Now and then, I feel swallowed by the selfish tactics of energy vampires. More than that, I am perplexed by the assumptions that my time and resources are free to take for whoever wants them. The entitled mindset of those close to me and even those who I don’t know well at all leave me wondering why these vultures act in such a way that I owe them something.
It’s an annoying feeling: the aftermath. If you’re a kind, talented, bright, and giving person, it’s pretty standard for people to be drawn to you for the taking. That doesn’t mean you should continue to allow it, though.
When people take advantage of you, it can irritate you, leading to angry outbursts or internal anger at yourself (and them); two, make you feel hopeless, reinforcing the false perception that you don’t deserve respect; or three, encourage you to act assertively and stand up for yourself.
Because you’re polite and want to please others, you’re likely a naturally helpful person who sometimes allows others to take advantage of you. Stop this cycle; it’s destroying your self-esteem. Instead, you may be kind and kind while maintaining boundaries. For example, learn to place as much value on your schedule and plans as you do on others’.
How to Stop Letting People Take Advantage of You
- Consider an instance when you were treated unjustly. How did that make you feel? Perhaps it was a client who threw a project at you at the last minute, expected a free consulting service, a waitress who brought you the wrong food, or your friend calling and talking to you for an hour. Consider how you felt physically and emotionally as a result of this situation. Did you want to solve it but didn’t know what to say, or were you frightened to speak out so you could receive what you deserved? Consider the emotions and thoughts that arise when you realize someone is abusing your time or kindness. Please write it down and then write down what you should have said to the person instead of letting them devalue your time.

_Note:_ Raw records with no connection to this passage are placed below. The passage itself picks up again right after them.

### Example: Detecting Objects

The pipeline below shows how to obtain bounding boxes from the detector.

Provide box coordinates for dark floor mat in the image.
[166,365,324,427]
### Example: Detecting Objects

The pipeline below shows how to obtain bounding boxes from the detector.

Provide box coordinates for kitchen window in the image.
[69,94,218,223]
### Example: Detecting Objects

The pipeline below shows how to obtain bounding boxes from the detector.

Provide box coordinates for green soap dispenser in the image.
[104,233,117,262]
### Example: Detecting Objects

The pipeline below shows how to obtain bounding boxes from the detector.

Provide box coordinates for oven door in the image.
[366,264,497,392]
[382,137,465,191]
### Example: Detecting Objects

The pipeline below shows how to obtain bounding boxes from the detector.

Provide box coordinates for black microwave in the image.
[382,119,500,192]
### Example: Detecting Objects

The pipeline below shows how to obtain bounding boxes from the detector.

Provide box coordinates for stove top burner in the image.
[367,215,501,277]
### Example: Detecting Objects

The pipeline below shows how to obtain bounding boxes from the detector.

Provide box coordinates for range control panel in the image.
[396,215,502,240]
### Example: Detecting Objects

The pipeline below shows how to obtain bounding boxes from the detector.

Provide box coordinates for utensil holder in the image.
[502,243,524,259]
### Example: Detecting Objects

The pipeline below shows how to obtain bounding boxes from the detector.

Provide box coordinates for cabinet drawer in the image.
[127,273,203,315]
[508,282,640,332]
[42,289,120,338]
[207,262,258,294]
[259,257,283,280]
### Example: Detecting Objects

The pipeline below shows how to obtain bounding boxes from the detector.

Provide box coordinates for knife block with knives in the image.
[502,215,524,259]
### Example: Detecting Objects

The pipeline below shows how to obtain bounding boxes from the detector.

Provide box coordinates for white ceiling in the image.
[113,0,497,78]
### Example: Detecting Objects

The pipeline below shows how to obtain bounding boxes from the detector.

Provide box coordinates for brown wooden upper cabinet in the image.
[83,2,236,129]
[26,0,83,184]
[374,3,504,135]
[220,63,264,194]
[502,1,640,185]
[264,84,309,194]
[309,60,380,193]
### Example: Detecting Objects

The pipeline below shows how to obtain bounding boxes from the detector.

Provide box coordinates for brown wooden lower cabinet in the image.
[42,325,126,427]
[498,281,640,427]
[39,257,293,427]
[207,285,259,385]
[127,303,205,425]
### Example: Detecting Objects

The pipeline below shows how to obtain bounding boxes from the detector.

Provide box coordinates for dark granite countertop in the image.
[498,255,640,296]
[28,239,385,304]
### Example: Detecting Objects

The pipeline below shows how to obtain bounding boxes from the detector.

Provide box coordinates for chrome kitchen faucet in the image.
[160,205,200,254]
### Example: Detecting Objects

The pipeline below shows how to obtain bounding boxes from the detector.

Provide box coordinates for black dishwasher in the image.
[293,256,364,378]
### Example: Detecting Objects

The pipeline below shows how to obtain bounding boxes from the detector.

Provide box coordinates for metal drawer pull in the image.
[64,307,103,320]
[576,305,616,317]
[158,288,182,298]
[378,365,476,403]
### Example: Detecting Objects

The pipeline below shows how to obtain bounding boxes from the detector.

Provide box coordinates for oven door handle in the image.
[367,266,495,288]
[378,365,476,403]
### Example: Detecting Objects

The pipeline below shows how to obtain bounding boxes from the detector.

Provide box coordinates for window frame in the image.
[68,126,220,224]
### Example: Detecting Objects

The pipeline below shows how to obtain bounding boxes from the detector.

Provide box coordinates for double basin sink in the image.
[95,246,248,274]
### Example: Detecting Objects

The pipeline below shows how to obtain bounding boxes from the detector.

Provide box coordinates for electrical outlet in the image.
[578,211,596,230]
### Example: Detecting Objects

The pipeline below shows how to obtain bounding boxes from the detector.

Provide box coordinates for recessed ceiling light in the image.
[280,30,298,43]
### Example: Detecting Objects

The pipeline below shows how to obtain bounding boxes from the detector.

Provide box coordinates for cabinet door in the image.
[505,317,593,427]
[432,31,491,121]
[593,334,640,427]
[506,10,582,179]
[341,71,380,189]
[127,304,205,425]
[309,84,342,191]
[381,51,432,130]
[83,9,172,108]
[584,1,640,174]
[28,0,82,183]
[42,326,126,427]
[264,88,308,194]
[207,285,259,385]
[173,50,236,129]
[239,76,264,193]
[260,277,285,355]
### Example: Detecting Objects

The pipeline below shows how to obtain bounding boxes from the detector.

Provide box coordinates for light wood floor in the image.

- Determine what you value. Is it your free time, training courses, working out, weekend Netflix binges? As a Social Media Manager, I get emails at any hour of the day, and I call “must be replied to” all-night hours, but I can’t drop everything I’m doing in an instant at any given time just because a client has a question. Like anything else, it can wait until I have thought out what they are asking and wrap up whatever it is currently working on. I decided to set clear boundaries for myself and my clients. I stop taking calls and answering emails after a specific time, and when I am feeling low on energy, I focus on what I need to do to recharge without giving away more of me when I need to be resting or disconnecting. Know what your priorities are and act accordingly.
- Make yourself less available to people and events that are not good for your mental, physical, spiritual, or emotional health.
- Pay close attention to the details of the actions of others you interact with. Take note of every moment you feel you’re being taken advantage of.
- Take inventory of the quality of people you surround yourself with, do business with, or develop relationships. If you engage with those who noticeably take advantage of anyone they can get free services or mooch off people for their benefit, it’s best to take a few steps back and find a better quality of people who invest your time. You can’t always change how someone treats you or certain aspects of their character, but you can change who you choose to talk to. Raise the bar on the quality of people you allow in your life. Low vibrating and selfish people have no regard for the well-being of others. It could be that you need to distance yourself from certain friends, co-workers, or even family members who drag you down and take advantage of your time and resources.
- Don’t agree to plans in an instant. Give yourself time to think and feel the invitation out before deciding right away or committing your time to something you may later regret saying “Yes” to.
- Speak up for yourself. Put an end to allowing people to take advantage of you. It may only be a question to confirm that your needs are being met, but their response will keep you feeling confident and in command. When asking for something to be fixed or inquiring about it, be friendly and polite. The more you practice saying “No” or standing up for what’s right for you, the higher your self-esteem will become.